Encourager les vocations d’entrepreneurs solidaires. Il y faut de bonnes connaissances en gestion des ressources humaines, fabrication, financement, marketing, bref toutes les qualités d’un entrepreneur classique. Il est nécessaire, en plus, d’être inspiré par des valeurs de solidarité en direction des exclus (insertion par l’économique), des clients à petit budget (services à la personne), des générations futures (recyclage et autres éco-activités). Faut-il faire des profits ? Oui, un au minimum pour survivre et se développer, mais la vraie finalité est humaine plutôt que financière. Jean-Guy Henckel aurait été un excellent chef d’entreprise « classique » s’il avait fait travailler des salariés « classiques », et il aurait pu rouler en voiture de luxe. Mais il est un entrepreneur différent et a un temps d’avance sur un capitalisme qui a perdu tout repère humain.
Accompagner les projets d’entreprises solidaires.

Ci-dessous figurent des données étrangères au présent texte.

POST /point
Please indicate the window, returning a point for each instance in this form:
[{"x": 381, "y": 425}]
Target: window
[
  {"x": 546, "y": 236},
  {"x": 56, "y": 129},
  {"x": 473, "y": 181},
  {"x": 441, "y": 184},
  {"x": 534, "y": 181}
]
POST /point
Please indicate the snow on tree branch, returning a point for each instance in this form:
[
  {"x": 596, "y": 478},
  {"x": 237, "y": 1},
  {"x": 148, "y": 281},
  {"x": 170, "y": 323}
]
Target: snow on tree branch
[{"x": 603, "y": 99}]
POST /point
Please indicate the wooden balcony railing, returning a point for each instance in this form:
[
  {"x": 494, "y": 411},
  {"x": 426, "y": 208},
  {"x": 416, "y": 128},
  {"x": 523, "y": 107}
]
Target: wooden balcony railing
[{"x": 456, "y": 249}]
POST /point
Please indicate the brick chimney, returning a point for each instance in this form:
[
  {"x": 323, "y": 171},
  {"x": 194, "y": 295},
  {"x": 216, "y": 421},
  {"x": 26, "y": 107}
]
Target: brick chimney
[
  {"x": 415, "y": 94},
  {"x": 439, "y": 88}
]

À l’origine, les entrepreneurs ont souvent été des travailleurs sociaux voulant soutenir des personnes en difficulté jusqu’au bout de la réussite, c’est-à-dire jusqu’à l’emploi. Un bon coup de main leur est indispensable pour devenir des chefs d’entreprises. Plus récemment, ce sont des diplômés d’écoles de commerce qui se lancent dans des projets qui ont du sens, mais ils n’ont pas forcément l’expertise sociale pour travailler avec des salariés ou des clients un peu difficiles. À l’avenir, il faudra définir des parcours de formation en alternance, combinant les connaissances théoriques et les expériences sur le tas.
Financer les investissements d’entreprises solidaires. Combien de futurs entrepreneurs errent de banque en banque, à la recherche des premiers fonds pour démarrer leur activité ! Et particulièrement aujourd’hui, quand la crise des « subprimes » a grippé tout le système de crédit, même aux entreprises ou collectivités les mieux établies. Dans notre cher pays, il revient souvent au secteur public de prendre des risques qui intimident les acteurs privés. C’est pourquoi on peut se féliciter que l’État, les Collectivités locales, la Caisse des Dépôts, les banques mutualistes soutiennent la finance solidaire.
Mobiliser les citoyens est la dernière condition, mais non la moindre. Avec peu d’effort, chacun peut donner du souffle au beau projet de l’économie solidaire : acheter un peu plus cher ses légumes ; apporter ses vieux objets au recyclage ; sacrifier une peu d’intérêt sur son épargne ; donner du temps de bénévole pour faire profiter de son expérience de nouveaux entrepreneurs.
L’économie solidaire vit encore dans les catacombes. Bientôt, elle sortira en pleine lumière et montrera que l’on peut dépasser un capitalisme hystérique et un individualisme borné.